By Agnieszka Krawczynski
The B.C. Catholic
The Archdiocese of Vancouver has taken a hard look at its efforts and found four things to improve upon. Now those areas have been incorporated into new priorities and goals.
"We started asking ourselves a number of questions: what are our priorities for the archdiocese? What are the needs?" said communications director Paul Schratz.
About one year ago, archdiocesan committees got to work studying their 70-80 existing ministries and outreaches. Then they started talking to priests, religious, and lay people in one-on-one meetings, councils, and focus groups for their ideas.
"We wanted to consult very, very broadly with as many people as possible."
After months of work and heaps of collected feedback, the report, packaged as priorities and goals, has been officially released.
Make every Sunday matter
This priority "was a consensus with almost everyone," said vice-chancellor Barbara Dowding. "We can do better at celebrating the Sunday Eucharist. People complain because they don't understand the homily, or the music is boring. While we don't want to entertain, we want to have substance and beauty."
The report identifies three specific ways to improve the way Sundays are celebrated: effective preaching, beautiful music, and improved hospitality.
Dowding said better homilies are not just something the people in the pews were asking for. "It was pastors who brought it up themselves."
The report brings up practical ways to do this, such as improving public-speaking techniques and finding effective ways to give feedback. It also suggests training to improve music and hospitality.
Get closer to Jesus
Archdiocesan statistics indicate the number of people getting married in the church or still practising the faith years after receiving their first sacraments is decreasing.
The report is about "facing the facts," said Dowding. "We are missing those people we brought in, we welcomed, but we didn't keep. Why aren't we keeping them?"
During consultations, Schratz found "Alpha was unanimously supported by so many people as a great way of introducing that personal relationship." Another successful program is Discovery by Catholic Christian Outreach.

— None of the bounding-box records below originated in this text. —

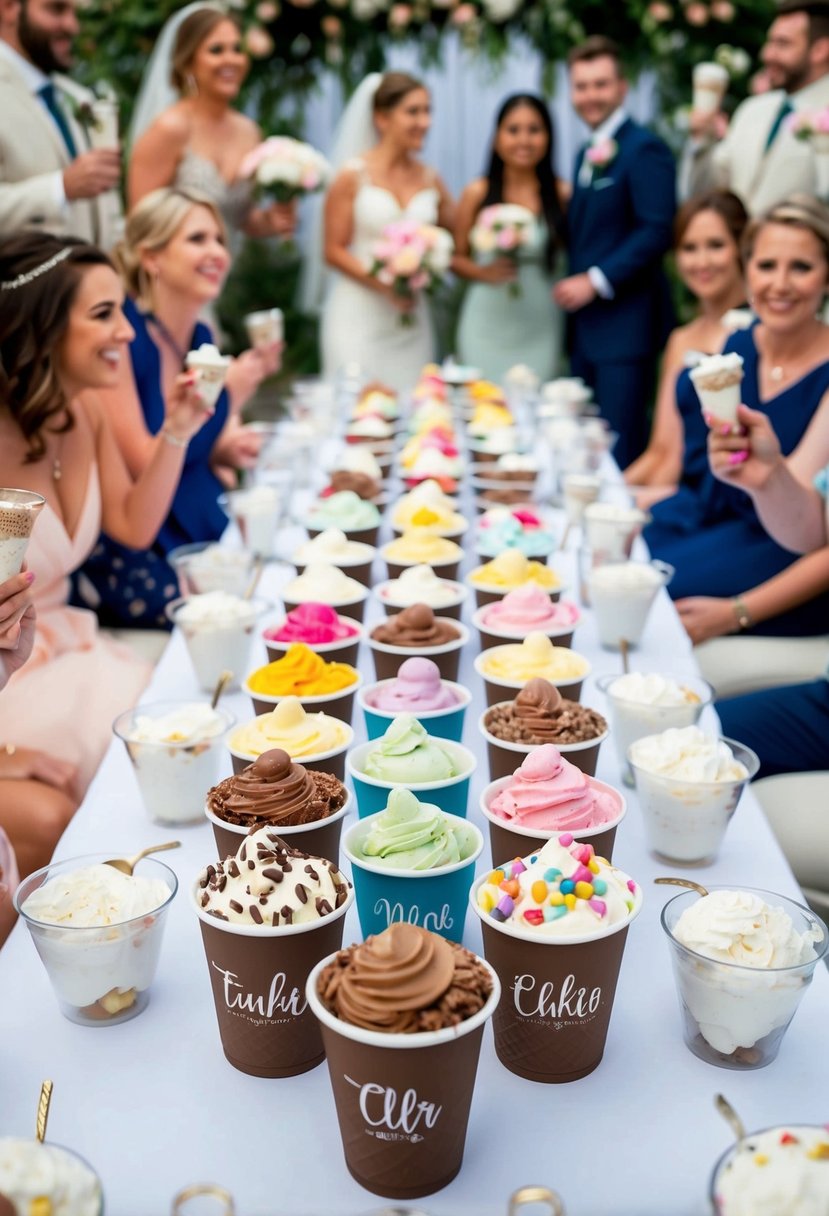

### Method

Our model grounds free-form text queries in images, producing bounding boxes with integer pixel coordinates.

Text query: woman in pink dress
[0,233,216,874]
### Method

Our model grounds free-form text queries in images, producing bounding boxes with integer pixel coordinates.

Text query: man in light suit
[679,0,829,215]
[0,0,120,249]
[554,36,676,468]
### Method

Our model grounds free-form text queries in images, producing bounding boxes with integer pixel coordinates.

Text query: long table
[0,479,829,1216]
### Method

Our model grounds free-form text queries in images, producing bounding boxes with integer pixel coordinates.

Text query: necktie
[38,83,78,161]
[766,97,795,152]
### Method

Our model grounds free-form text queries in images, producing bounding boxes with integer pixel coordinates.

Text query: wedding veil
[299,72,383,313]
[126,0,224,147]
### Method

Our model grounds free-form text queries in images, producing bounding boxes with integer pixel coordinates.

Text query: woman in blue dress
[452,94,566,383]
[644,196,829,643]
[74,187,278,629]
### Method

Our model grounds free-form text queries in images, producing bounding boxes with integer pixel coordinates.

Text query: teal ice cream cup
[342,790,484,942]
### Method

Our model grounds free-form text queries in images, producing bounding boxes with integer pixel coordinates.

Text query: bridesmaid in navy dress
[645,198,829,642]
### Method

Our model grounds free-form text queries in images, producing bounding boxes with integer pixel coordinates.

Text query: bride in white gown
[321,72,453,390]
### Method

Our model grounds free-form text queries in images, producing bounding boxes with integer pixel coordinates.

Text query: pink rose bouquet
[368,220,455,326]
[469,203,535,299]
[239,135,331,203]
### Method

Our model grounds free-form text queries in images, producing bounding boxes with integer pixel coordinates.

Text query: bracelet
[160,427,190,447]
[731,596,754,634]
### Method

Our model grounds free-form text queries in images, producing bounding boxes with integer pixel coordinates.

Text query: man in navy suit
[554,36,676,468]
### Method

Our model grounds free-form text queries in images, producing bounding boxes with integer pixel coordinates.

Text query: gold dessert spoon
[103,840,181,878]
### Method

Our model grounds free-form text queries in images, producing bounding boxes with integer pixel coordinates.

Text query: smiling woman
[0,233,212,873]
[128,5,295,245]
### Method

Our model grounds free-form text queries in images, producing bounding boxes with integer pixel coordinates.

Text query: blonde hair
[743,195,829,264]
[112,186,227,308]
[170,5,242,94]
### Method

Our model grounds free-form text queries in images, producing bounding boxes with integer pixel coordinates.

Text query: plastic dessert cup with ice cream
[469,833,642,1082]
[291,528,377,587]
[345,714,476,818]
[366,604,469,680]
[204,748,351,862]
[282,562,368,621]
[374,565,469,620]
[357,657,472,743]
[167,541,255,596]
[303,490,380,545]
[596,671,714,786]
[709,1124,829,1216]
[308,924,501,1199]
[661,885,829,1069]
[113,700,236,827]
[229,697,354,788]
[185,342,233,410]
[474,632,591,705]
[464,548,564,608]
[242,642,362,722]
[472,582,581,651]
[0,1136,103,1216]
[480,743,627,860]
[587,561,673,651]
[627,726,760,866]
[165,591,273,692]
[263,603,365,666]
[0,489,46,582]
[15,850,179,1026]
[343,788,484,941]
[478,676,608,781]
[380,531,463,580]
[582,502,650,565]
[689,350,743,426]
[191,827,354,1077]
[219,485,286,557]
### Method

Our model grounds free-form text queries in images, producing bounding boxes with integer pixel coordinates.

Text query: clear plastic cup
[661,885,829,1070]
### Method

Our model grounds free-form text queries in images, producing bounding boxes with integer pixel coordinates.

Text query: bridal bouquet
[368,220,455,326]
[469,203,535,299]
[786,106,829,152]
[239,135,331,203]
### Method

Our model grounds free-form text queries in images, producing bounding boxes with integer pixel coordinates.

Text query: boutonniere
[585,140,619,171]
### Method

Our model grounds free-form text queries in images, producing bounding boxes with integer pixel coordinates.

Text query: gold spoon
[654,878,707,895]
[103,840,181,878]
[35,1081,52,1144]
[210,671,233,709]
[714,1093,745,1144]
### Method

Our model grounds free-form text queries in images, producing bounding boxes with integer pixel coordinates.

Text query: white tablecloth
[0,488,829,1216]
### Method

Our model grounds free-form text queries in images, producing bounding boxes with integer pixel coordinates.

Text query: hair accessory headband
[0,244,75,292]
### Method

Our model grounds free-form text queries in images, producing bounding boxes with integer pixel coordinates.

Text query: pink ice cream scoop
[480,582,580,634]
[265,603,360,646]
[490,743,620,832]
[366,659,461,714]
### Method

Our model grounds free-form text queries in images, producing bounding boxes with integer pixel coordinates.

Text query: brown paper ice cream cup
[308,959,501,1199]
[193,885,354,1076]
[479,775,627,866]
[204,790,353,867]
[469,879,641,1085]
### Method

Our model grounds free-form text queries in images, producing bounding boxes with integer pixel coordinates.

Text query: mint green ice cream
[354,789,476,869]
[363,714,458,786]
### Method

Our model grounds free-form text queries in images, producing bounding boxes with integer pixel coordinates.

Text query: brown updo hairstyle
[743,195,829,266]
[372,72,425,114]
[673,190,749,261]
[170,6,242,95]
[0,232,114,463]
[112,186,227,309]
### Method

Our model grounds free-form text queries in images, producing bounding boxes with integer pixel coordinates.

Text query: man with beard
[0,0,120,248]
[679,0,829,215]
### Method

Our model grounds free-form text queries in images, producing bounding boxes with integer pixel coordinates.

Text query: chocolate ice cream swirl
[371,604,461,647]
[331,468,380,500]
[208,748,345,827]
[320,923,492,1034]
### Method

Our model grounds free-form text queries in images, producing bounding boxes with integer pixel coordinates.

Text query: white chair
[751,772,829,919]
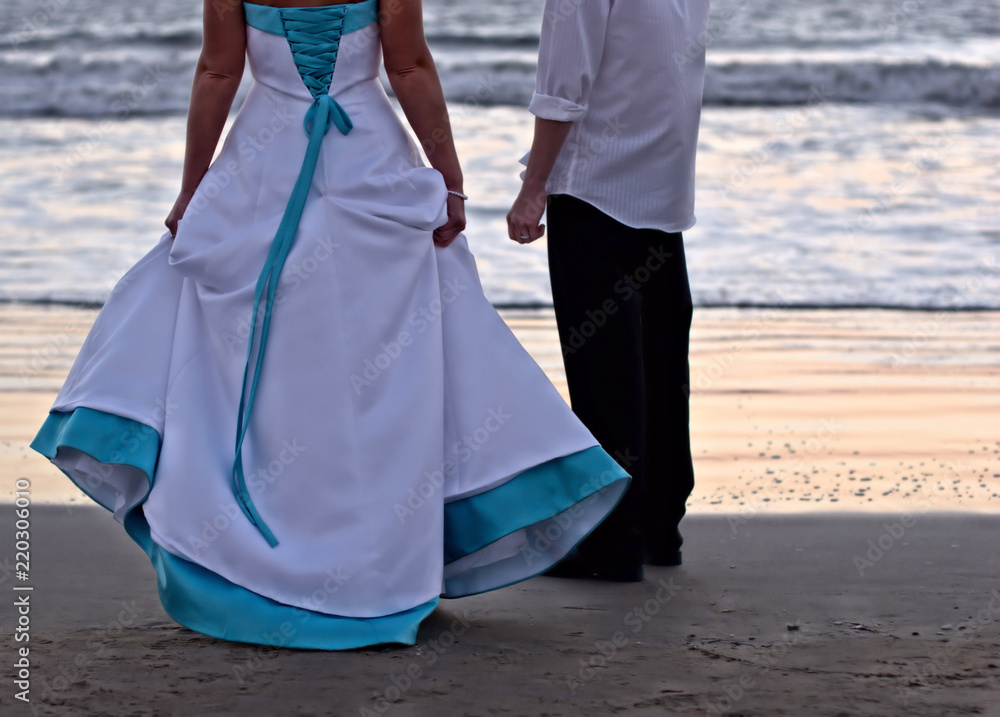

The report promotes these programs and suggests offering retreats, training spiritual directors, and encouraging young Catholics to participate in missions.
The Rite of Christian Initiation of Adults program will also get help. "We're taking a fresh look at the RCIA program because we're concerned that there might be some fall-off from people who come into the church at Easter," said Schratz. "There was a lot of honesty among us."
Strengthen marriages and families
The thirst for stronger marriages and families was no surprise for Pavel Reid, the senior director of ministries and outreach in the archdiocese. He was the head of the Life, Marriage, and Family Office before his current position.
"What people told us is what people have been telling us for awhile," Reid said.
Before the priorities were finalized, the Life, Marriage, and Family Office already had staken teps toward achieving its suggestions. It has organized several workshops on parenting, communication, and conflict resolution for families and couples.
"Why have strong families, strong marriages? It's because that makes for better lives for people who are in those relationships, and also better relationships for all the people in those marriages and families, with Christ."
The document suggests the Life, Marriage, and Family Office expand its network of local Catholic counsellors, create programs for people facing separation or divorce, support couples, and add evangelization to marriage preparation.
"What we were hearing from the people lines up exactly with what we were hearing from Rome," Reid said, pointing to Pope Francis's latest exhortation on the family. "It was a nice validation of the work that the Life, Marriage, and Family Office is doing."
Develop parish leadership & support
"The stronger the ability of the parish to manage projects and programs, the more likely it is that the parish is going to be able to do everything else," Reid said.
To strengthen leadership at the parish level, the report suggests enrolling four parishes in Father James Mallon's Divine Renovation program, and offering 10 other parishes training in communication and teamwork.
Schratz said programs are successful when they help parishioners realize their strengths and use them in ways that benefit others. He added this priority has a few more treats for parishes.
"We know we put a lot of demands on our parishes," he said. "We'd like to be able to offer them something out of the priorities and goals that says, 'We recognize there's a lot being put on your shoulders; here's something we'd like to do for you.'"
They will be offered support in three major areas: human resources, communications, and development. For example, Schratz said, parishes in the hiring process can rely on the Human Resources Office for tips and support.
He said parishes with a dormant web presence could also have their websites revamped and hosted for free.
Though the four priorities don't have a precise deadline, Dowding said they will be the focus for the next two to three years, with annual reviews to gauge their success.
The last time Archbishop Miller released archdiocesan priorities and goals was in 2012; in most cases, those deadlines had been successfully met by last fall.
"Accomplishing these goals is something we can each play a part in," Reid added.
"If you're involved in the life of the Church, think and pray about at least one of these goals. There is something you can do about it. Ask the Lord what, and then do it."